If it is true that the controller won't "roam" between APs, this could explain my configuration trouble: I have two Netgear WG-102 APs running with the same SSID on the same subnet. It was my assumption that the Duet Controller would roam between the two APs, but I am having trouble with intermittant connection between the Controller, Receiver and my server. Do I need to force connection to only one AP to keep everything happy? (Powering down when I switch APs would be tedious as their coverage overlaps...hard to know when the device would switch over)

autopilot
2008-03-16, 14:41
I A/B tested the Receiver Vs Squeezebox 3 (Classic) using the inbuilt DAC's though a medium end AMP. I used the same FLAC's in sync and same volume, then simply switch imputs. I did this for quite some time with various types of music and could find no difference in sound quality. They sounded very slightly different - the new one sounded just a little warmer to me, but quality wise i could not seperate them.

ptrainer
2008-03-17, 01:46
I A/B tested the Receiver Vs Squeezebox 3 (Classic) using the inbuilt DAC's though a medium end AMP. I used the same FLAC's in sync and same volume, then simply switch imputs. I did this for quite some time with various types of music and could find no difference in sound quality. They sounded very slightly different - the new one sounded just a little warmer to me, but quality wise i could not seperate them.
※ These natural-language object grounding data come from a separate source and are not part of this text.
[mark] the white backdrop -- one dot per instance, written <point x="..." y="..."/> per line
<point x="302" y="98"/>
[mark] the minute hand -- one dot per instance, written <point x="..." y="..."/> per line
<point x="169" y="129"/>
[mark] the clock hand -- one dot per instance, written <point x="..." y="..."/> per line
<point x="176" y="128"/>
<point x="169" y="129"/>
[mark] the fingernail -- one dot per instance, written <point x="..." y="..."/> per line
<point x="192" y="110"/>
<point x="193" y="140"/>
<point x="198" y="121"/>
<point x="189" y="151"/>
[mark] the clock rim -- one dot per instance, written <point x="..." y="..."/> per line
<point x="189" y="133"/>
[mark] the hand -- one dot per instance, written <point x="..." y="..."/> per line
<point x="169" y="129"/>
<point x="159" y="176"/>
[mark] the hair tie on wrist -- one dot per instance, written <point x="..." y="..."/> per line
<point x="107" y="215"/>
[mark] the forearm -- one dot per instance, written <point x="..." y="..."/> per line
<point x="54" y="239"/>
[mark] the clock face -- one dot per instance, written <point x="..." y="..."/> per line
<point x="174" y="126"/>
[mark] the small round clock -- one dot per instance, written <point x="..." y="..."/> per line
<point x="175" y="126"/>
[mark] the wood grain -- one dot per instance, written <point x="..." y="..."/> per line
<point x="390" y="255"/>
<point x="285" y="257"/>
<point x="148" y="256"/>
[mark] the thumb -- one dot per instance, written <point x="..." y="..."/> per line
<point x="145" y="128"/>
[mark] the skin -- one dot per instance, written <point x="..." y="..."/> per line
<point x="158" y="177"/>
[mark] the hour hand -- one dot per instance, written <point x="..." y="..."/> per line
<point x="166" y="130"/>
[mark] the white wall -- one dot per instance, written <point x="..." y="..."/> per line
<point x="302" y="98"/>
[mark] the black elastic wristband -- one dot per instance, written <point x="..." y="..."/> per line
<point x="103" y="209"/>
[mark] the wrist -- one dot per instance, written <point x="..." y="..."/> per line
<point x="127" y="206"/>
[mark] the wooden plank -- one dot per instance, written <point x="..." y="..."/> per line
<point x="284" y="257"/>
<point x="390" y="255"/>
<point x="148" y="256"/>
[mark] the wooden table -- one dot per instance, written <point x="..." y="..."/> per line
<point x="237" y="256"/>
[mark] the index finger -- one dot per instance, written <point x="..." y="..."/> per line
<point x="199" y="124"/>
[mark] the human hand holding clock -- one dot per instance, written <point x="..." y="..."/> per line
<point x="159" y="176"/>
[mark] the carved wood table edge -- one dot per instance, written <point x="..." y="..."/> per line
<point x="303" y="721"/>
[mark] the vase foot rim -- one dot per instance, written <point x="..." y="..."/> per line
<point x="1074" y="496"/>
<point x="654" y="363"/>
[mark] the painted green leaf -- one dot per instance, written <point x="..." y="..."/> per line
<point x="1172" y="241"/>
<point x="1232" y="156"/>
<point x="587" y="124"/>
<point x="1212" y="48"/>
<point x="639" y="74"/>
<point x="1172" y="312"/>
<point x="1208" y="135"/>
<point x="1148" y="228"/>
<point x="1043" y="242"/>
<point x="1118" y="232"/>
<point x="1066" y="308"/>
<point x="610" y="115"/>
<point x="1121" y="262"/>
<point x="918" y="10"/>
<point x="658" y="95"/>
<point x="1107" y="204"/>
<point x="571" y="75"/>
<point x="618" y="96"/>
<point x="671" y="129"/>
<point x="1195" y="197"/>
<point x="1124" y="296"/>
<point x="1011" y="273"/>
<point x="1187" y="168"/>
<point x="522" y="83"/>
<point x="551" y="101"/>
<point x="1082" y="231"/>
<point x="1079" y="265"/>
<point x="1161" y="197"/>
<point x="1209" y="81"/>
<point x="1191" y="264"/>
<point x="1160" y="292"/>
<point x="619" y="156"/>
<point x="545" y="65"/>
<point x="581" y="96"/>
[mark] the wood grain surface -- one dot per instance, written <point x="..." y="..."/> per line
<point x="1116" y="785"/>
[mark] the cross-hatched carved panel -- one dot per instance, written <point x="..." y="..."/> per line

I compared the Receiver to the SB as well and could hear no difference in the quality either.

Zaragon
2008-03-17, 12:36
If it is true that the controller won't "roam" between APs, this could explain my configuration trouble: I have two Netgear WG-102 APs running with the same SSID on the same subnet. It was my assumption that the Duet Controller would roam between the two APs, but I am having trouble with intermittant connection between the Controller, Receiver and my server. Do I need to force connection to only one AP to keep everything happy? (Powering down when I switch APs would be tedious as their coverage overlaps...hard to know when the device would switch over)

The controller is trying it's best to remain linked to the AP it is connected to up until the point at which it gives up. Then it reconnects to the one with the strongest signal. Forcing it to connect to only one may improve your experience slightly but is more likely to cause you problems with drop-outs which is presumably why you have two APs installed.

If you use the controller predominently around one AP then it may be an idea to lock it to that one so that it doesn't accidentally connect to the weaker AP.